A la galerie Mathieu, du 7 novembre au 21 décembre, et au Plateau – Hôtel de Région, d'avril à juillet 2014
Bernard Plossu
Pour synthétiser son passionnant ouvrage Bulles, le philosophe Peter Sloterdijk écrit vouloir élever «les catégories de la relation, du contact, du vol suspendu dans une situation de cohabitation l'un dans l'autre, le fait d'être contenu dans un "entre" - et ne traiter les prétendues substances et les individus que comme des éléments ou des pôles dans une histoire du vol en suspension». Comment mieux résumer l'œuvre poétique, erratique et formidablement légère du vagabond de la photographie Bernard Plossu ? L'artiste présentera ses images récentes au Réverbère. On attend son exposition non pas de pied ferme mais le cœur léger et aérien.
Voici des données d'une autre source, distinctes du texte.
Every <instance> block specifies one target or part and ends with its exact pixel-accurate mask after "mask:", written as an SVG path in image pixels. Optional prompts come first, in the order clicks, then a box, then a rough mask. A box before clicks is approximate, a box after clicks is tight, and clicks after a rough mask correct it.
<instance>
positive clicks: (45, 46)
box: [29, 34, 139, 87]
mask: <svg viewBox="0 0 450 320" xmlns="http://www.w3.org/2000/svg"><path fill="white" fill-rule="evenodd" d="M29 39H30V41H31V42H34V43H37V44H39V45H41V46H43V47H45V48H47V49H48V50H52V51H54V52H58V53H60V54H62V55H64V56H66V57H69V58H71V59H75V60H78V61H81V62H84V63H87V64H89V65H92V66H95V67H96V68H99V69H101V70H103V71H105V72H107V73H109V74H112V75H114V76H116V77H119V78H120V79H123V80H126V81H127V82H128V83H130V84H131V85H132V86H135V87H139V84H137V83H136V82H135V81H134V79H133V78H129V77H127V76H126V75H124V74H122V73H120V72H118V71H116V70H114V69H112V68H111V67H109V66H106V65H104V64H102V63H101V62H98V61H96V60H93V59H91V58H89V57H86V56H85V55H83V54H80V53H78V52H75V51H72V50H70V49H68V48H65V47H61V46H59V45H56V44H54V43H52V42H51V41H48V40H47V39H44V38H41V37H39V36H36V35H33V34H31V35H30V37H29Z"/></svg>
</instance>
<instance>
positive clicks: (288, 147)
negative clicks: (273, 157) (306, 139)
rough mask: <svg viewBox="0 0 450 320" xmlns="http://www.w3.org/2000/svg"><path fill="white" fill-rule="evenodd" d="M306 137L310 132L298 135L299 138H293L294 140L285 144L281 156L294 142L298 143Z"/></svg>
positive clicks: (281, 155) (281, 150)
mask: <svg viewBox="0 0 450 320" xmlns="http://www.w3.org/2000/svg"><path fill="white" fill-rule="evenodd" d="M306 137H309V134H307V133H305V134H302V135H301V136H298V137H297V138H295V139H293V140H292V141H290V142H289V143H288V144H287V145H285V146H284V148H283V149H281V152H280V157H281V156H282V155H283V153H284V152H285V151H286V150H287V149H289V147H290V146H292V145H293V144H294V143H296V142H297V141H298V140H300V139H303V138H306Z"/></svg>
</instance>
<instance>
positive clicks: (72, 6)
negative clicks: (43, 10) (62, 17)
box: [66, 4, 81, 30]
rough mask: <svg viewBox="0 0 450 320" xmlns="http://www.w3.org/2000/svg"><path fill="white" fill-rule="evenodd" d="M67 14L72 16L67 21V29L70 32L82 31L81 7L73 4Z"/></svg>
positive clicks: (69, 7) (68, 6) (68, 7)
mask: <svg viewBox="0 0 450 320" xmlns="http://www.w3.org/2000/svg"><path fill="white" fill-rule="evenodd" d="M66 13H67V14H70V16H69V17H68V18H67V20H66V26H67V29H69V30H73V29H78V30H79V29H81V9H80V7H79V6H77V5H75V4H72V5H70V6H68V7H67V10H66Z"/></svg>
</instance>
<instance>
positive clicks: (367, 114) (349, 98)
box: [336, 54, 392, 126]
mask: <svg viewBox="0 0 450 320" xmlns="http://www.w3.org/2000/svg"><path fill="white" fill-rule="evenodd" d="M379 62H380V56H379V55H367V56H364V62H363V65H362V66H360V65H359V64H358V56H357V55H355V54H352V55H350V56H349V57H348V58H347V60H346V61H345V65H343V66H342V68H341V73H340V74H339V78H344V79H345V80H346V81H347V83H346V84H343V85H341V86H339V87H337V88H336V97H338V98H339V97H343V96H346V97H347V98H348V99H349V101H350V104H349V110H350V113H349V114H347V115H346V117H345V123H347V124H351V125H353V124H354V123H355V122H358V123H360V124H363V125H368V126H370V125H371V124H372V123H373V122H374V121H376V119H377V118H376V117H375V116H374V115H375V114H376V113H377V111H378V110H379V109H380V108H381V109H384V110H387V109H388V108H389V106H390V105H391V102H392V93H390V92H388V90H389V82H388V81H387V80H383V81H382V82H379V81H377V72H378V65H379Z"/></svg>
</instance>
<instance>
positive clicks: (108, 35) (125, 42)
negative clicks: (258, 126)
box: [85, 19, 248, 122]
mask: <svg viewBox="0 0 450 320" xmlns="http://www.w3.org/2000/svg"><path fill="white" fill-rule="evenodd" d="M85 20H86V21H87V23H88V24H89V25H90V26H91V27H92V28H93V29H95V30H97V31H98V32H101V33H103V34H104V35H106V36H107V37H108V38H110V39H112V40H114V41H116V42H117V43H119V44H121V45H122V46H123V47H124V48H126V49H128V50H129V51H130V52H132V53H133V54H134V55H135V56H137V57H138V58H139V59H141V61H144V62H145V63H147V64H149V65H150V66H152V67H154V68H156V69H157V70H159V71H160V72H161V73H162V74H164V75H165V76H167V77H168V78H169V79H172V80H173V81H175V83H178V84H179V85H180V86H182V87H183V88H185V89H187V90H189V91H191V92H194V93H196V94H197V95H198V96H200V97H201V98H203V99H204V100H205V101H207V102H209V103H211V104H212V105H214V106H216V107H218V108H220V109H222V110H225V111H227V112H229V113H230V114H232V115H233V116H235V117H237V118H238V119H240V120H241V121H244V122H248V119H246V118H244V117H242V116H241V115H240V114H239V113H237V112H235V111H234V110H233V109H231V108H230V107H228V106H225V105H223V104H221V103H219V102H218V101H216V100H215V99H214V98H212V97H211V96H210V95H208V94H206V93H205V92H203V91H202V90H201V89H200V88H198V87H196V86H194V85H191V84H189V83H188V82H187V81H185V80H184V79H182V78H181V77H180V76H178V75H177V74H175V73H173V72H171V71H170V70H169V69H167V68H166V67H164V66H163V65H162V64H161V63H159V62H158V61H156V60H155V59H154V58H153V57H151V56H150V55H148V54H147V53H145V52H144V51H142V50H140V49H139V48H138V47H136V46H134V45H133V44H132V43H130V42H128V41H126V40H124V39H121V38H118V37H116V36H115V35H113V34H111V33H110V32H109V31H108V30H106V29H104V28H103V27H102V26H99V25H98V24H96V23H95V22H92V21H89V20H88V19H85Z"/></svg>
Au Réverbère, du 18 janvier à fin avril 2014
Motopoétique
Alors que Plossu insufflera quelques bulles légères dans l'univers de l'image, le MAC, lui, mettra quelques cercles et roues dans l'art contemporain. Le critique d'art Paul Ardenne y présentera 200 œuvres (signées par 35 artistes : Olivier Mosset, Raphaël Zarka, Xavier Veilhan, Pierre et Gilles, Alain Bublex...) ayant un lien avec... la moto ! Celle-ci étant, selon Paul Ardenne, «paradigmatique du rapport que l'homme peut établir avec la machine». Assertion à vérifier, mais il est sûr que la moto reste plus classe que la trottinette Bobo et plus rapide que la roue de bicyclette de Marcel Duchamp.